Confesso che mi manca, al momento, un riferimento documentale alla circostanza che meriterà certamente di essere acquisito ed analizzato, il che concorrerà senz’altro all’approfondimento biografico tanto del Cocco Ortu quanto del Bacaredda suo (preteso) avversario. Soltanto evidenzio adesso che il ritorno di Bacaredda in Sardegna da Genova, a famiglia fatta (moglie e primogenito), risulta databile al 1876, e dopo ben quattro anni pieni di lontananza, per cui se il richiamo vuole anche coinvolgere il movimento pro-ferrovie detto allora dell’ “Unione Sarda” in cui il futuro ministro ebbe parte non secondaria, quella asserita avversione meriterebbe più d’una puntualizzazione.
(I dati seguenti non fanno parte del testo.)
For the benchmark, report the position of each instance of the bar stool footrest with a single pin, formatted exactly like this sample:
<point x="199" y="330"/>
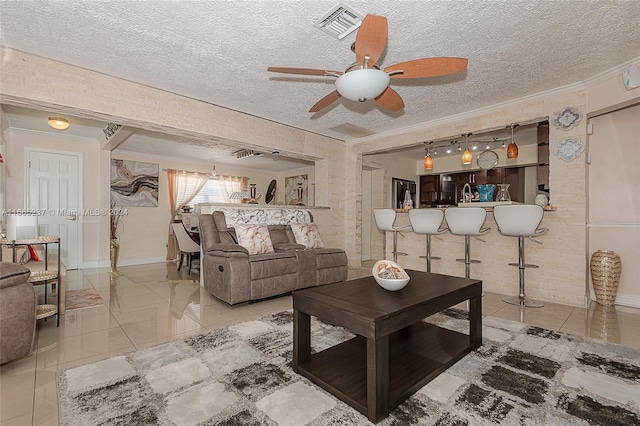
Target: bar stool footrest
<point x="526" y="265"/>
<point x="523" y="301"/>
I giornali sentinelle di interessi più che di valori, forse…
Ho già rappresentato, naturalmente con sintesi forzate, il percorso politico cui m’è sembrato si sia accinto Bacaredda lungo i molti anni della sua primazia pubblica, tanto più fra Municipio (e Consiglio provinciale) e Parlamento, e anche come conferenziere – metti al Circolo Universitario così come alla Società degli Operai –, portatore di un giudizio largo che, con le categorie della scienza politica, sapeva combinare ispirazioni ideologiche di radice risorgimentale ad attuazioni legislative moderne e magari ancora in itinere… A dire tutto e subito ma in pochissime parole la concluderei così: dalle giovanili simpatie repubblicane e mazziniane (derivate dall’esempio paterno e variamente coltivate nella adolescenza e primissima giovinezza) egli ebbe un realistico riposizionamento liberale piuttosto aperto e direi perfino ecumenico verso tutte le espressioni presenti nella galassia parlamentare che insieme comprendeva Crispi e Giolitti, di Rudinì e Zanardelli, Pelloux e Saracco, Fortis e Sonnino e altri ancora. È certo che una certa plasmabilità il liberalismo nazionale mostrò, nel tempo, anche rispetto alle caratterizzazioni della politica sarda e del collegio elettorale in quel passaggio fra Otto e Novecento, fra amministrazione locale e seggio politico di Montecitorio: in campo il trasformismo depretisiano reinterpretato a Cagliari e in provincia da un Francesco Salaris ed in campo, a seguire, il colonialismo di Crispi sostenuto da un giornale come Il Popolo sardo (uscito, a direzione Cixi, nel quinquennio 1893-1897 e vicino alle posizioni del deputato Pais Serra) ed avversato, in logica antifiscale e di protezione della piccola borghesia fondiaria, da Cocco Ortu, in campo l’avanzato laicismo civile di Zanardelli di cui lo stesso guardasigilli cagliaritano fu apostolo (nonostante i personali statuti di coscienza che lo facevano credente e religioso) e il ruvido militarismo di Pelloux al quale il Bacaredda parlamentare parve all’inizio, e stranamente, occhieggiare…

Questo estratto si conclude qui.